Когда он заглянул на кухню, безмятежная Инга, сидя на табурете у стены, посасывала зубочистку и ждала окончания стирального процесса. Сама она была без халата и имела на смугловатом теле два предмета туалета из белого шелка – бюстгальтер и узкие трусы. Эстетически это смотрелось безупречно, и с учетом исполняемой функции – даже как-то естественно. Лицо казалось умиро творенным. Корней несколько секунд пристально всматривался.
Майя, как ни удивительно, все еще возилась с уроками – то ли с физикой, то ли с химией. И тем и другим необразцовая десятиклассница занималась без явного энтузиазма. В фаворитах числилась география с биологией, но и их положение не было прочным. Майя казалась чрезмерно нервной и болезненно ранимой девочкой. Обида на конкретную одноклассницу – мелкую гадкую стервочку (Корней пару раз видел) – всякий раз грозила разрастись до масштаба обиды на весь белый свет. Велес убеждал, что так нельзя. Белый свет, может быть, и не заслуживал бы доброго слова, если бы ему имелась внятная симпатичная альтернатива.
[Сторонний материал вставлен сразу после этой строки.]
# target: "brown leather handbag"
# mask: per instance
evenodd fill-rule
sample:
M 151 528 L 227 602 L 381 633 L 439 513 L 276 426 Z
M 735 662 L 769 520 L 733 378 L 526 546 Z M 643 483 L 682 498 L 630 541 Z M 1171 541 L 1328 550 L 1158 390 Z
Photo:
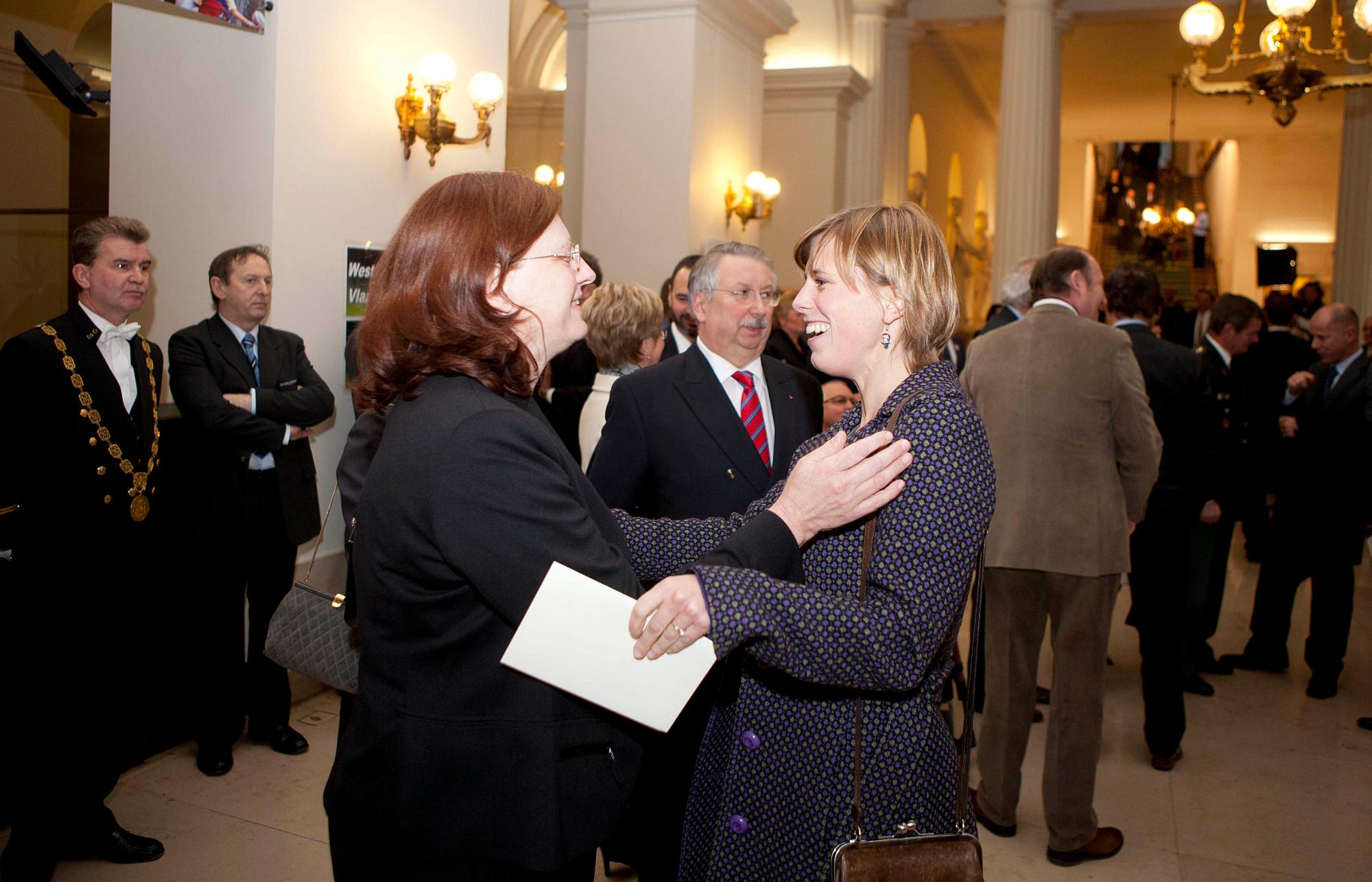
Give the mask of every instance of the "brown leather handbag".
M 890 416 L 886 428 L 895 429 L 896 417 L 911 399 L 903 401 Z M 862 542 L 862 584 L 858 597 L 867 598 L 867 565 L 877 519 L 867 521 Z M 971 757 L 971 708 L 977 684 L 977 635 L 981 632 L 985 546 L 977 551 L 977 568 L 971 583 L 971 647 L 967 652 L 967 693 L 963 704 L 962 739 L 958 745 L 958 802 L 955 833 L 919 833 L 915 823 L 900 824 L 896 835 L 866 838 L 862 809 L 862 698 L 855 700 L 853 719 L 853 838 L 841 842 L 830 859 L 834 882 L 982 882 L 981 842 L 967 830 L 967 765 Z M 960 617 L 944 639 L 944 652 L 958 639 Z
Стервы же, по его наблюдениям, составляли если не большинство, то по крайней мере стабильно широкий слой, с коим Майе надлежало в любом случае поддерживать пожизненный вооруженный нейтралитет.
Само собой, его аргументы не были востребованы, хотя и хмуро выслушивались. Как всякий обычный пятнадцатилетний подросток – тут падчерица никак не выделялась, – Майя не была убеждена в пригодности родительских наставлений в ее трудной повседневной жизни. Как тягловая рабочая сила, Корней изредка рекрутировался для исполнения некоторых деликатных миссий, как то: проверка пересказа английского текста, проверка того же самого, но в письменном виде, а равно утренняя доставка Майи в школу за три квартала на борту темно-синего «ниссана».
Инга из кухни громко спросила:
– Майя, ты почему не доела торт?
– Я мучное пока не буду. Оно мне вредно.
– Ты что, с ума сошла? – Инга встала со своего табурета. Теперь в дверях кухни появилась и Майя. Она была хрупкой худенькой черноволосой девочкой, понятие «девушка» как-то к ней пока не лепилось. И трудно было пока представить, что когда-нибудь ей удастся достичь плотности и округлости мамы Инги.
– Мама права, – высказался Корней, – рано о диетах думать.
– Давай, доедай. – Инга повернулась к раковине. – Корней, ты тоже садись.
– Мы, кстати, сегодня знаешь с кем обедали? – начал Корней, но тут в кармане у него ожил мобильный телефон. Его будто ударило током.
Он поговорил очень коротко и быстро стал одеваться.
– Ты куда? – вяло поинтересовалась Инга.